>
Oliver Reiser

www.Chemie-im-Alltag.de

 

Flüssigsprengstoffe – unsichtbare Waffen des Terrors?

von Prof. Oliver Reiser

Nach Erkenntnissen britischer Terrorfahnder sollten Flugzeuge mit an Bord geschmuggelten Flüssigsprengstoffen zum Absturz gebracht werden. © Chemie-im-Alltag 2006.

Mindestens 9 Flugzeuge, die von Großbritannien aus verschiedene Ziele in den USA anfliegen, sollten nach Erkenntnissen britischer Experten mit Flüssigsprengstoffen, die in Sportgetränkeflaschen an Bord geschmuggelt werden sollten, zur Explosion gebracht werden. Mit 3000 Toten wäre zu rechnen gewesen, wenn die Abstürze, wie offenbar geplant, über Großstädten stattgefunden hätten, hätte die Zahl der Opfer sogar deutlich höher sein können.

Flüssigsprengstoffe – unsichtbare Terrorwerkzeuge?

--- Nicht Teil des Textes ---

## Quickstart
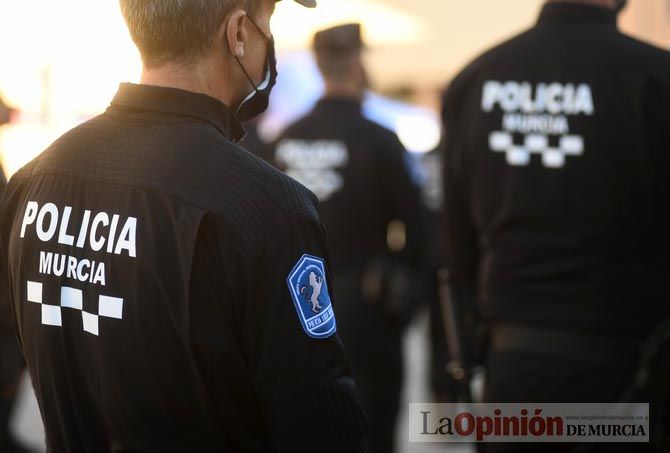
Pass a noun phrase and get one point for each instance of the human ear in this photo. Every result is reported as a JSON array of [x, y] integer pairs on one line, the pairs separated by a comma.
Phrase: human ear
[[236, 33]]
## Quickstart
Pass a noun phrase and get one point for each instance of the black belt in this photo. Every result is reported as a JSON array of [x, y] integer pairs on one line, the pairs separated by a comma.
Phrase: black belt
[[567, 344]]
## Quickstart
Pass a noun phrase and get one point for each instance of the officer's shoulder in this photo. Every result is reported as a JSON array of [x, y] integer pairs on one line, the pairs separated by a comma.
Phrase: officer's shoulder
[[257, 197], [499, 55]]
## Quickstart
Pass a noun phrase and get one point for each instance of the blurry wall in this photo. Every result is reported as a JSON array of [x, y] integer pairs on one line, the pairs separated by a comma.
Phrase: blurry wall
[[61, 61], [456, 31]]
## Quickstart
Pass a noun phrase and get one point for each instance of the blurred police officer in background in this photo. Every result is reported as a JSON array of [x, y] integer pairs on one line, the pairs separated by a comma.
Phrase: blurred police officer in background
[[11, 360], [371, 210], [170, 290], [556, 193]]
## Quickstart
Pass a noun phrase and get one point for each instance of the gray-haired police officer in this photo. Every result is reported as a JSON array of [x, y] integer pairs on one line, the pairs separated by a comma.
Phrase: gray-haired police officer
[[171, 291]]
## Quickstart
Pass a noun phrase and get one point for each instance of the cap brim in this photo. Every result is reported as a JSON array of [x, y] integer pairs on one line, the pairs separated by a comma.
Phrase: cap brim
[[307, 3]]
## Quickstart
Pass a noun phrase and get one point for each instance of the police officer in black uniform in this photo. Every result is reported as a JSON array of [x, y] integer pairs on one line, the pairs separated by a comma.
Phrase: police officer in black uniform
[[556, 180], [171, 291], [358, 171]]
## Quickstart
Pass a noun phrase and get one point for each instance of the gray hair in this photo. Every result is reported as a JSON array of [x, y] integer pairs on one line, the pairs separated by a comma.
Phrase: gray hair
[[168, 31]]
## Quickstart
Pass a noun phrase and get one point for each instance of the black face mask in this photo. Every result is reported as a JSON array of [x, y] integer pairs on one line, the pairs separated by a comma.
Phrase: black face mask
[[257, 101], [620, 4]]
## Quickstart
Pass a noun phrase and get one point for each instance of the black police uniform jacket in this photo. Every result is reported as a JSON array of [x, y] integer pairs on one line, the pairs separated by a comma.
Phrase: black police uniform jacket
[[556, 176], [148, 259]]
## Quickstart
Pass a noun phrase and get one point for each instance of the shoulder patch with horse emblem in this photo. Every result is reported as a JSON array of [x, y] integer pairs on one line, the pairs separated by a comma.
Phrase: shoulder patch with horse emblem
[[309, 291]]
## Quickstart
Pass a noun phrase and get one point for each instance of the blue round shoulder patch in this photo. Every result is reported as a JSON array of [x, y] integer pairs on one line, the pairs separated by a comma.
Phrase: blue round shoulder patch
[[309, 291]]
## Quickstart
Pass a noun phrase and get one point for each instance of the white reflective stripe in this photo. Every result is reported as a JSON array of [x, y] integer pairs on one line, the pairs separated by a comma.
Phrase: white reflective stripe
[[500, 141], [71, 298], [110, 307], [34, 292], [572, 145], [51, 315]]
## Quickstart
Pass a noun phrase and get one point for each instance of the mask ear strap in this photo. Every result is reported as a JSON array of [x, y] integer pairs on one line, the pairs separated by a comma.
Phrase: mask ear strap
[[251, 81]]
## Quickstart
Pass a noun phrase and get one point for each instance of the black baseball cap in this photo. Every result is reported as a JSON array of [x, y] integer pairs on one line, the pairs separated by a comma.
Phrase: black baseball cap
[[306, 3]]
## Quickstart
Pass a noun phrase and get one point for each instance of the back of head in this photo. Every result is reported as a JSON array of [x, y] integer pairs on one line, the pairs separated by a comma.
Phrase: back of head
[[616, 5], [338, 51], [177, 31]]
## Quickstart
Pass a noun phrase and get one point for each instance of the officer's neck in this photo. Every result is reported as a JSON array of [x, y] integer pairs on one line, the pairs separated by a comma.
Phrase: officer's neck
[[201, 77], [347, 90], [608, 4]]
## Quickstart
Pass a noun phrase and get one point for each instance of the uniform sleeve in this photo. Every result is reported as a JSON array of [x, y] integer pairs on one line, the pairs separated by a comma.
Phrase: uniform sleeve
[[461, 252], [296, 359]]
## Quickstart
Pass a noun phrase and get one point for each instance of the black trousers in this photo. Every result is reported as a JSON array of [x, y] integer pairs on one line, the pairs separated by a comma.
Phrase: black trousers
[[525, 377]]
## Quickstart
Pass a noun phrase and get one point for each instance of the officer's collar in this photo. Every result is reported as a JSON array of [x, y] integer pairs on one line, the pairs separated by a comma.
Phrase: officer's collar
[[180, 102], [566, 12]]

Bislang ging man davon aus, Attentate von Terroristen im Flugzeug durch das Unterbinden von Waffenschmuggel im Handgepäck in den Griff bekommen zu können. Da herkömmliche Waffen, etwa Pistolen oder Messer aus Metall sind, kann man sie durch Durchleuchten mit Röntgenstrahlen aufgrund ihrer hohen Dichte sehr gut aufspüren. In der Tat scheint die Effektivität dieser Maßnahmen gut, so habe ich selbst erlebt, wie eine winzige Feile im voll gepackten Rucksack meiner Frau aufgespürt und konfisziert wurde. Auch feste Sprengstoffe glaubt man anhand ihres charakteristischen Dichtebereichs mit optischen Verfahren sicher detektieren zu können – eine Einschätzung, die ich nur für manche Sprengstoffe teile.

Das Aufspüren von flüssigen Sprengstoffen, die in ihrer äußeren Erscheinung Wasser zum Verwechseln ähnlich sein können, ist dagegen sehr viel schwieriger, wenn nicht sogar unmöglich. Die jetzt aufgedeckten Terrorpläne bringen eine Gefahr an die Öffentlichkeit, die Experten längst bekannt war: Chemikalien können im Allgemeinen nur mit Spezialverfahren, und schon gar nicht im Massendurchsatz, wie an Flughäfen zur Bewältigung der großen Zahl an Reisenden erforderlich, entdeckt werden.

Chemikalien im Handgepäck

Die große Zahl bekannter und die stete Möglichkeit der Entwicklung neuer Sprengstoffe macht es auf den ersten Blick unmöglich, sie bei einer Handgepäckkontrolle effektiv herauszufiltern. Schließlich hat jeder in der Regel in seinem Handgepäck Chemikalien: alkoholische Getränke, Rasierwasser, Waschmittel, Haarspray, Sonnencreme, Zahnpasta, Medikamente – manche Herzmittel enthalten Nitroglycerin, das im Falle eines akuten Herzinfarkts durch Erzeugung von Stickstoffmonoxid die verstopften Adern erweitert und somit den Blutfluss wieder ermöglicht.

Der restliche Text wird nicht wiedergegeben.